Britain's banks proposed earlier this year merging nine associations and set up a panel to review options, which on Friday proposed bringing together five bodies and creating close ties with two more.

The panel proposed merging the BBA, Payments UK, the Council of Mortgage Lenders, the UK Cards Association and the Asset Based Finance Association.

Nine of Britain's big banks, including HSBC, Lloyds and Barclays, and building society Nationwide last year told the trade associations they needed to consider merging as they often duplicated lobbying efforts. They also said the associations needed a stronger voice on European regulation and should also cut costs.

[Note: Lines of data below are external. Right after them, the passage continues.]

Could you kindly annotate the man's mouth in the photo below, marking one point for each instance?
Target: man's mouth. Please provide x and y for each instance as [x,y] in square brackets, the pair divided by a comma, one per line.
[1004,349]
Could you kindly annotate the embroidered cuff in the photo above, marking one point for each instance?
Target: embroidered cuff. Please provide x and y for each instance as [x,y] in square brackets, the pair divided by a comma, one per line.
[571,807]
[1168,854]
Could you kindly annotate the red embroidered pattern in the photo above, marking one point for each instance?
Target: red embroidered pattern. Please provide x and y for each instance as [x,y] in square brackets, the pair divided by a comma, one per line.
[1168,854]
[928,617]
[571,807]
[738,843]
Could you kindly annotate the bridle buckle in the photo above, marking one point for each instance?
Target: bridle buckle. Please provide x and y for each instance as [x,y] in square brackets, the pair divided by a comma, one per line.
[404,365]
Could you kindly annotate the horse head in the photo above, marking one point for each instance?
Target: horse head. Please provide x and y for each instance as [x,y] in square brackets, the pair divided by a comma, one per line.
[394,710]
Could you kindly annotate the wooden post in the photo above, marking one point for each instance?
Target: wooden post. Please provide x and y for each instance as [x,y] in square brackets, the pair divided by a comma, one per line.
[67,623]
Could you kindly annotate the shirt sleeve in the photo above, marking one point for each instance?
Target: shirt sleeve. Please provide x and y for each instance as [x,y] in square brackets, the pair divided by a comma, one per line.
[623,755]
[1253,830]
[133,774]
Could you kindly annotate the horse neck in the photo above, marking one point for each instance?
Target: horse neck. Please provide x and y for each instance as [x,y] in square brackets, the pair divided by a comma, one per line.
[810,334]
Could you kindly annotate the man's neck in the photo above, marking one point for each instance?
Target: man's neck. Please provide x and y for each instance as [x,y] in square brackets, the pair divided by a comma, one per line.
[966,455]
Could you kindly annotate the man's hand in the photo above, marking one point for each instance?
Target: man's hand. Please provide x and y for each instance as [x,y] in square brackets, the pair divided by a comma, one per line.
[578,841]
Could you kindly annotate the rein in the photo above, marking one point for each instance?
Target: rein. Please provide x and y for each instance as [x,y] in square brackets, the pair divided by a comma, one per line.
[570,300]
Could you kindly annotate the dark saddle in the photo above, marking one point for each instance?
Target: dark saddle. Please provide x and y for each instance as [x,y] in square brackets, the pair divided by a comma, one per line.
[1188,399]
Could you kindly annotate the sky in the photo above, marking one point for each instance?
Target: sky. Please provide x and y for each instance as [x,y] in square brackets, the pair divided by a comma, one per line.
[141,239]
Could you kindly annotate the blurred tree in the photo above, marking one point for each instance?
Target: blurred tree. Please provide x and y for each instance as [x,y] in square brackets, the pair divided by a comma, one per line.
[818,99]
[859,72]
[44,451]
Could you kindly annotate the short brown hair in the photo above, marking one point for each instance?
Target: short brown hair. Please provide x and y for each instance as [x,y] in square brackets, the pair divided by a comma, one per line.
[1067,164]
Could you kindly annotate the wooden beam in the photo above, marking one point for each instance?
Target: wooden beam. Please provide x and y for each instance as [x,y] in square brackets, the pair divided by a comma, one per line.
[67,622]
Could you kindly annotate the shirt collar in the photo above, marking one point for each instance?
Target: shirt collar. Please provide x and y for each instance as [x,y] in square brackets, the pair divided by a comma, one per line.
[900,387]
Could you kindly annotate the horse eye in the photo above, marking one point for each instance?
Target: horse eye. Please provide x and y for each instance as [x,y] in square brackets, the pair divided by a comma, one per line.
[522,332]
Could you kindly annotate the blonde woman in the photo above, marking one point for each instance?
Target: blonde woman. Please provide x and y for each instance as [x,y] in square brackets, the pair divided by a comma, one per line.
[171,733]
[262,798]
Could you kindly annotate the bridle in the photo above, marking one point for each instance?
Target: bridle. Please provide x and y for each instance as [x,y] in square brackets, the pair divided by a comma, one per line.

"A new trade association would be able to represent the industry more effectively because its voice would carry greater weight," Ed Richards, the former communications regulator who was appointed to lead the review, said.

"Having a single point of contact will also be welcomed by policymakers and will reduce duplication of effort."

The review also said the new group could cut trade association fees by up to 30 percent.

The Centre for the Study of Financial Innovation think-tank has estimated banks spend upwards of 50 million pounds ($76.25 million) on the top 10 trade associations they belong to. The think-tank has also found significant overlap in membership of trade associations, with about 60 percent of UK Payments Council members also members of the BBA.

The review said the new group would become a close partner with UK Payments Administration and Financial Fraud Action UK.

The Building Societies Association and the Finance & Leasing Association said they did not want to join the group. The review did not propose including some other groups it had previously considered for the merger.

The trade groups are expected to vote on the merger by the end of February and the new association is expected to be launched in May and be fully operational by November 2016.